TEMPO.CO, Jakarta-Menteri Dalam Negeri Gamawan Fauzi menyatakan peraturan undang-undang untuk mengatur organisasi masyarakat harus merujuk pada hak asasi manusia. Menurut Gamawan, revisi UU Ormas yang sedang dibahas Kementerian Dalam Negeri bersama DPR tidak boleh melanggar hak asasi orang lain juga. Pembatasan dalam revisi UU Ormas itu menurut Gamawan juga harus menjamin bahwa hak asasi semua pihak tidak dilanggar.
“Jadi harus merujuk pada Undang-undang Dasar 1945 pasal 28, tapi juga tidak boleh melanggar hak asasi orang lain. Jadi undang-undang itu harus membuat pembatasan seperti itu, “ kata Gamawan di Kementerian Dalam Negeri, Senin, 20 Februari 2012.
Pada prinsipnya, Gamawan menyatakan tetap akan berpatokan pada pasal dalam UUD 1945 yang mengatur kebebasan berserikan dan berkumpul. Namun Gamawan menggarisbawahi bahwa kebebasan itu juga harus dibatasi sesuai nilai-nilai moral, agama, serta ketenteraman dan ketertiban. “Itu diatur dalam UUD 1945 pasal 28 ayat j,” kata Gamawan.

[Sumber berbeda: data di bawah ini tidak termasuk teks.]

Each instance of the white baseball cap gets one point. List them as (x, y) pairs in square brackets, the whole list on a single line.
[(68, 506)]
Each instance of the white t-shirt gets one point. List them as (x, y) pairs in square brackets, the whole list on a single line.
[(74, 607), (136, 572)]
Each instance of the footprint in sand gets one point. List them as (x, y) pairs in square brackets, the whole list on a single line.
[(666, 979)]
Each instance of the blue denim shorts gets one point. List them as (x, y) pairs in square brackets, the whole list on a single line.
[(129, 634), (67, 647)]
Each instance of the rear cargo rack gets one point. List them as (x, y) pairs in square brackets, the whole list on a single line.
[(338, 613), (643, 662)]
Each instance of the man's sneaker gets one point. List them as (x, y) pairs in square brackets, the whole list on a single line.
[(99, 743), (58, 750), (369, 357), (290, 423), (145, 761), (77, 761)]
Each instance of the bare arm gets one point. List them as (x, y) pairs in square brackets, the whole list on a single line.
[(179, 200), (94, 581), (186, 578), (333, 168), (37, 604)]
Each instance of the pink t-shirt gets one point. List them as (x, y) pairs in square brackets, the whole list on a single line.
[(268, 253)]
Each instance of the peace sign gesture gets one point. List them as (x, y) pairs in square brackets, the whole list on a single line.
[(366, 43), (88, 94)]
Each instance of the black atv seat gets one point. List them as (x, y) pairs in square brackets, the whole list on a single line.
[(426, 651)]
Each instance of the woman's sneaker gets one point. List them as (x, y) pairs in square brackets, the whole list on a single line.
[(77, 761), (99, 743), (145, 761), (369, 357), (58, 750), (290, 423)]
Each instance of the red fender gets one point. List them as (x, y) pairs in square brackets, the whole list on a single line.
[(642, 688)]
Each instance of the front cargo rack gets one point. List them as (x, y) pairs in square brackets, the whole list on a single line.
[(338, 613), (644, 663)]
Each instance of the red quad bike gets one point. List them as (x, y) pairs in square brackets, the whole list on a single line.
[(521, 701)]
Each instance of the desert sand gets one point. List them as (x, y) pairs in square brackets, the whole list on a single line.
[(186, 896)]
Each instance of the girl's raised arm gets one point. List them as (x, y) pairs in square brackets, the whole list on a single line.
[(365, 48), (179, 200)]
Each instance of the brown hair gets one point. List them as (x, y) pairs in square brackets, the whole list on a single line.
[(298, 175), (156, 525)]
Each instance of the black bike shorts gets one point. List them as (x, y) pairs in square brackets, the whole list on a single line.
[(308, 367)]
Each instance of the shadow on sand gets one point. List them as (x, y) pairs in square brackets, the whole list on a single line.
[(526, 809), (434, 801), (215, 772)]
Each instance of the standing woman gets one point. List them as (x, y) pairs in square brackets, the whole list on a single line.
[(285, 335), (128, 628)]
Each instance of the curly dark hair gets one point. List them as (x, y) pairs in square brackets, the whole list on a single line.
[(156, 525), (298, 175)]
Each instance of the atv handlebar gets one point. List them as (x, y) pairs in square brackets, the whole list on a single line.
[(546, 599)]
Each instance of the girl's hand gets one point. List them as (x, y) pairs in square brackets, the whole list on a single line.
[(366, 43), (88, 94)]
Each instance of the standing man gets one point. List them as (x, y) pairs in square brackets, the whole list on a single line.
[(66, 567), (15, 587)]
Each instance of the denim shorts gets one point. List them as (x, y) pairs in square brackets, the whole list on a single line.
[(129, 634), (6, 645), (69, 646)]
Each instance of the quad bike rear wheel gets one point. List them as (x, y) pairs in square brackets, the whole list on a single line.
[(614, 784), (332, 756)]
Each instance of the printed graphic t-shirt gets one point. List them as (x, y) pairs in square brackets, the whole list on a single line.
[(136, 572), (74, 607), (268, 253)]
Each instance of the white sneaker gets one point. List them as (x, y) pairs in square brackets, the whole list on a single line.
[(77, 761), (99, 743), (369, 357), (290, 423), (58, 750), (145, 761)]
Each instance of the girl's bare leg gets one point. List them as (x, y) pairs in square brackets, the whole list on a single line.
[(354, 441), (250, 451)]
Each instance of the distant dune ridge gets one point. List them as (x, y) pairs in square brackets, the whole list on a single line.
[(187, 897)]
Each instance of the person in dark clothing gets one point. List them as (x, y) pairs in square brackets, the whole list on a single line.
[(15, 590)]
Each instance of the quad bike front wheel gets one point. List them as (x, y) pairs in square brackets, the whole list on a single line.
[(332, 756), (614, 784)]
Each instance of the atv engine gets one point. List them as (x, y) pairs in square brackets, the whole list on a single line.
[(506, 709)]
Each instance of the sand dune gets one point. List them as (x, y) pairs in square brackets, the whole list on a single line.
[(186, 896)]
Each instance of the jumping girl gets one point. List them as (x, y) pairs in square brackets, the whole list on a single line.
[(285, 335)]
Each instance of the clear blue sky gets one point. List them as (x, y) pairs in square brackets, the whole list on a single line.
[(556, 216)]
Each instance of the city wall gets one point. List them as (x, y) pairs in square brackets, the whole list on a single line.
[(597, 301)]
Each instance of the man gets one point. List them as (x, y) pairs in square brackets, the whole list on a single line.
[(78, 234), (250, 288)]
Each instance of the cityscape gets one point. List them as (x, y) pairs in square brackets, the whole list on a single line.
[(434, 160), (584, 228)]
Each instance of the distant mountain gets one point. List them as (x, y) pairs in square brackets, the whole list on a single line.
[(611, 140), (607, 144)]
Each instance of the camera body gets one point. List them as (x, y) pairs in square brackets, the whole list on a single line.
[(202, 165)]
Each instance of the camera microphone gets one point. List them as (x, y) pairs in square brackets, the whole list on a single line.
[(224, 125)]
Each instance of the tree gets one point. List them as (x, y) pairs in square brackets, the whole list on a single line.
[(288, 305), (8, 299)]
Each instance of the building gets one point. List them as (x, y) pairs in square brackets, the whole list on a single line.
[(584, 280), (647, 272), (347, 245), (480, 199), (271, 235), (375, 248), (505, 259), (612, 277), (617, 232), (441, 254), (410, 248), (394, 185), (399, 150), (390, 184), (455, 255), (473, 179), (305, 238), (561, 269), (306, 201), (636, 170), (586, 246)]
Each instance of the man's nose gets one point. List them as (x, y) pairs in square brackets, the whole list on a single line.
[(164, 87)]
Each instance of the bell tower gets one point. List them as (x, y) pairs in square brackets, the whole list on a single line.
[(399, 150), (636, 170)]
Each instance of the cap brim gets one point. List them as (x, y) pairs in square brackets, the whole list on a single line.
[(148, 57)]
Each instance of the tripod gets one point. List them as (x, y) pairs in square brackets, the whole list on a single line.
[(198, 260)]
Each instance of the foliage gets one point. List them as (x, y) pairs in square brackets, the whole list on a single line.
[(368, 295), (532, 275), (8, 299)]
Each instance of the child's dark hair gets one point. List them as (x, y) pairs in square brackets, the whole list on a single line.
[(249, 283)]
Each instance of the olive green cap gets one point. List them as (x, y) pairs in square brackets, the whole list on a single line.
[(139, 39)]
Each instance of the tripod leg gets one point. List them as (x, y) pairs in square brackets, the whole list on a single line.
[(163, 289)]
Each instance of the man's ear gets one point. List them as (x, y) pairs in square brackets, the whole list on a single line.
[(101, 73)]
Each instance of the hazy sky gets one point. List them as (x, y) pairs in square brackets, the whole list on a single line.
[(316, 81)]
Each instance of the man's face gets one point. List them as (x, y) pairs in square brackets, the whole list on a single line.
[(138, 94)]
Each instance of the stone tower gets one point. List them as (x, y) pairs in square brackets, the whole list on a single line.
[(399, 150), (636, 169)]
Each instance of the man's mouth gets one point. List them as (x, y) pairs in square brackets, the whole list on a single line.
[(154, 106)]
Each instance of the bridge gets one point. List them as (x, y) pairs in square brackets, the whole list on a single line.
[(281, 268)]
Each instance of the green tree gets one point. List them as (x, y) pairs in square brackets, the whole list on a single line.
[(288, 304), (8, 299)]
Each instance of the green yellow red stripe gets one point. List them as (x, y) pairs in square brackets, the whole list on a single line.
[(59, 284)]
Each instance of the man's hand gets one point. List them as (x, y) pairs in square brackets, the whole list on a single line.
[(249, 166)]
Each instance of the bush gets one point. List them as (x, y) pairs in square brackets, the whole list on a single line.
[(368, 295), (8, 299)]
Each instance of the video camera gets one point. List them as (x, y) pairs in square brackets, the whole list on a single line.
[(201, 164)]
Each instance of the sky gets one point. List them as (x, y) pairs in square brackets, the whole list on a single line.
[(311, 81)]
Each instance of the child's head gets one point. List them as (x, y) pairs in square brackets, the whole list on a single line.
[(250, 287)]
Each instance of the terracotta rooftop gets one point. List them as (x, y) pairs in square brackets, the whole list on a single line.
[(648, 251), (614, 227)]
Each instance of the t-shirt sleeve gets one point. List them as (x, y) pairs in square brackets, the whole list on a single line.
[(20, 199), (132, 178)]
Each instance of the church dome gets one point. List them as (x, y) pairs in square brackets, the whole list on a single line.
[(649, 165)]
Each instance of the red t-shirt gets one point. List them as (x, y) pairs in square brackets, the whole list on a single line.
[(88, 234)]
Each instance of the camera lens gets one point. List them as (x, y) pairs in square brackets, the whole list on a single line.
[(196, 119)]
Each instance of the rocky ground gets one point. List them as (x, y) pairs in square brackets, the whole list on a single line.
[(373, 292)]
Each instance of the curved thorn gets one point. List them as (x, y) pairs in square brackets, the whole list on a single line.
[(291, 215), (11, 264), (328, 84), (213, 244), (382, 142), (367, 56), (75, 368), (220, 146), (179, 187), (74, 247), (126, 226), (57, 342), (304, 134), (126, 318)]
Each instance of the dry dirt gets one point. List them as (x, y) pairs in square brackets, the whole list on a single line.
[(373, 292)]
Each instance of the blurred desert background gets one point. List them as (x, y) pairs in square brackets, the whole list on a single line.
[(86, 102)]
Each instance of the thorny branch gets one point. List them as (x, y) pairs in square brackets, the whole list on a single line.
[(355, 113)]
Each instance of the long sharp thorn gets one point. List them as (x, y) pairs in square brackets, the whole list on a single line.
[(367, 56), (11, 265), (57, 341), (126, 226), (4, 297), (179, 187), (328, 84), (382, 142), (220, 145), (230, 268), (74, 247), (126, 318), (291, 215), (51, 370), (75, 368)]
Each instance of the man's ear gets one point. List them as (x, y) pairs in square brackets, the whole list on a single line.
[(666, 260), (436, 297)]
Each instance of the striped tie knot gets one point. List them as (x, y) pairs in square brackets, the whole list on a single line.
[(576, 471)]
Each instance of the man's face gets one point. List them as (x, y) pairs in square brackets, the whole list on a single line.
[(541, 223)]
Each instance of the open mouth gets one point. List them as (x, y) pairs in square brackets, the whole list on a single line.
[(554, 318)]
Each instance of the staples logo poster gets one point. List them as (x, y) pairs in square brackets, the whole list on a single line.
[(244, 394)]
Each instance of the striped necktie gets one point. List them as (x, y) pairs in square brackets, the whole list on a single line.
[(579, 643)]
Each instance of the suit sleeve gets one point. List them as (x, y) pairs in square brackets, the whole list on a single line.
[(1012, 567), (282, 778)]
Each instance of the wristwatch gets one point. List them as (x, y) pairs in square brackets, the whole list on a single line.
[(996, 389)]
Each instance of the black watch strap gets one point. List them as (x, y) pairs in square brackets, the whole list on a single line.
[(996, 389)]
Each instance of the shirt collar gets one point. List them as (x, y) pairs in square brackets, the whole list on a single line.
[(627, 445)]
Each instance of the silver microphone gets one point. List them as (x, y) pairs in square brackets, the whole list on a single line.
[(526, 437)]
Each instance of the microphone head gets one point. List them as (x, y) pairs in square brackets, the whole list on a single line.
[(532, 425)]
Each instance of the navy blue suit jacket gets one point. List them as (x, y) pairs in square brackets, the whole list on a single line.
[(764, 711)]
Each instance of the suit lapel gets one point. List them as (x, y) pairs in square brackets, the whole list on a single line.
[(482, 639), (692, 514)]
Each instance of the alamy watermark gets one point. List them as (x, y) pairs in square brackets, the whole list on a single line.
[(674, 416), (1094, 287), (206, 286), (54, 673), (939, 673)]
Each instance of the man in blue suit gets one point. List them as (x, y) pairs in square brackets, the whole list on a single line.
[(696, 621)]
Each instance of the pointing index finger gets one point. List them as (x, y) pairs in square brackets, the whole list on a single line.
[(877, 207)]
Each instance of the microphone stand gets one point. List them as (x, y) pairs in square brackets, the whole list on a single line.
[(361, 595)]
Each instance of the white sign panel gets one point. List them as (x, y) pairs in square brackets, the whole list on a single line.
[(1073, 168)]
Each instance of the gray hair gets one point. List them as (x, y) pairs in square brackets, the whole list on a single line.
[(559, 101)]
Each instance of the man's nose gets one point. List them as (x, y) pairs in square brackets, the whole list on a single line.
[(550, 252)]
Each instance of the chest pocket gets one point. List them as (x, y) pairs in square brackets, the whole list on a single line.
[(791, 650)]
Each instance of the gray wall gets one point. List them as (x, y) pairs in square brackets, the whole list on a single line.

Semangat kebebasan itu yang disebut Gamawan perlu dimasukan ke dalam revisi UU Ormas yang sedang dibahas Kemdagri bersama DPR. Gamawan juga mempersilahkan kepada siapa pun untuk mengungkapkan aspirasinya. “Tapi kalau sudah sampai lempar batu ke Kementerian Dalam Negeri sudah mengganggu hak orang, kami tangkap,” kata Gamawan.
Menteri Gamawan mengakui dalam UU Ormas yang berlaku saat ini masih terlalu panjang prosesnya untuk mengambil tindakan. “Tindakan itu yang selama ini masih panjang, ada teguran pertama, teguran kedua, baru pembekuan,” kata Gamawan. Selain itu, dalam UU Ormas saat ini tiap ormas tidak diwajibkan untuk mendaftarkan organisasinya. “Kalau tidak wajib daftar juga bagaimana?” kata mantan Gubernur Sumatera Barat itu.
Baca Juga:
Gamawan menyatakan penggunaan UU nomor 8 tahun 1985 tentang Organisasi Kemasyaraktan bisa saja digunakan oleh Kemdagri untuk menindak ormas-ormas yang bermasalah. Namun Gamawan menilai penggunaan undang-undang itu tidak sesuai dengan semangat reformasi seperti saat ini. “Kalau saya berlakukan undang-undang itu bisa ditangkap semua orang, karena anti pembangunan juga bisa dibekukan,” kata Gamawan.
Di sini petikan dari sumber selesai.